Local News

Durham Senior Center Proving To Be A Minor Attraction So Far

Posted September 18, 2006

— Four months after the state's largest senior center opened to keep people active and healthy, few people are taking advantage of it.

The 35,000-square-foot, $5.5 million building was designed to meet the needs of Durham's senior-citizen population, which is expected to nearly double by 2020. But only about 25 to 30 of the city's 25,000 senior citizens use the center on an average day.

"That building should be swirling with people. Now, it's like walking into an echo chamber," Durham City Councilman Eugene Brown said.

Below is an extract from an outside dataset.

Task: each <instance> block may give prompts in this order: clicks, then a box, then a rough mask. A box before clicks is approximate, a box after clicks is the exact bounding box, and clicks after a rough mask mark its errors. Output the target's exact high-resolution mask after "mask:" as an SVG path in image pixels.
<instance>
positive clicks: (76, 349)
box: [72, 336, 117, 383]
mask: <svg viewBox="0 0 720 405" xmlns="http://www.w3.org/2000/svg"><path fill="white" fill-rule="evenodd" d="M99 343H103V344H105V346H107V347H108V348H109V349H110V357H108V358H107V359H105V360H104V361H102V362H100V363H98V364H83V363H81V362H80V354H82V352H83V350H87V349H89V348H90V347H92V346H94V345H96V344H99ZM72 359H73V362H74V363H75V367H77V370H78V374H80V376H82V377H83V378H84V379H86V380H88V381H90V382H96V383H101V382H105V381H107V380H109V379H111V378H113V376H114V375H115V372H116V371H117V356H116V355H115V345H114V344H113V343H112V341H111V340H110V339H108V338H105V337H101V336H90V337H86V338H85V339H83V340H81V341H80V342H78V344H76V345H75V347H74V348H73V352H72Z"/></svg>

"I was coming on Fridays to see the movie, but nobody was here. I didn't want to watch the movie alone. I can stay home and watch TV by myself," 75-year-old resident Mary Jo Pullen said.

The center held an open house Monday to publicize its activities, but only two dozen people showed up.

"We admit we haven't seen as many as we'd like to see," center director Nancy Love said. "It could be running better if seniors would start participating."

Love said she is looking at expanding the center's hours to include nights and weekends to draw more seniors. She will meet with the county manager and some county commissioners Tuesday to devise a plan to turn the center around.

The county used 2001 bond money to finance the center's construction on North Rigsbee Avenue.

Commissioner Ellen Reckhow pointed to problems like a kitchen filled with paint cans instead of pots and pans and an activity program that consists of little more than board games and lectures.

Love said the original plans for the building didn't call for a full-scale kitchen. So, the kitchen still needs wiring and plumbing, and she said she hopes to have it running by November.

"We've got to follow up and figure out how to straighten things out," Reckhow said.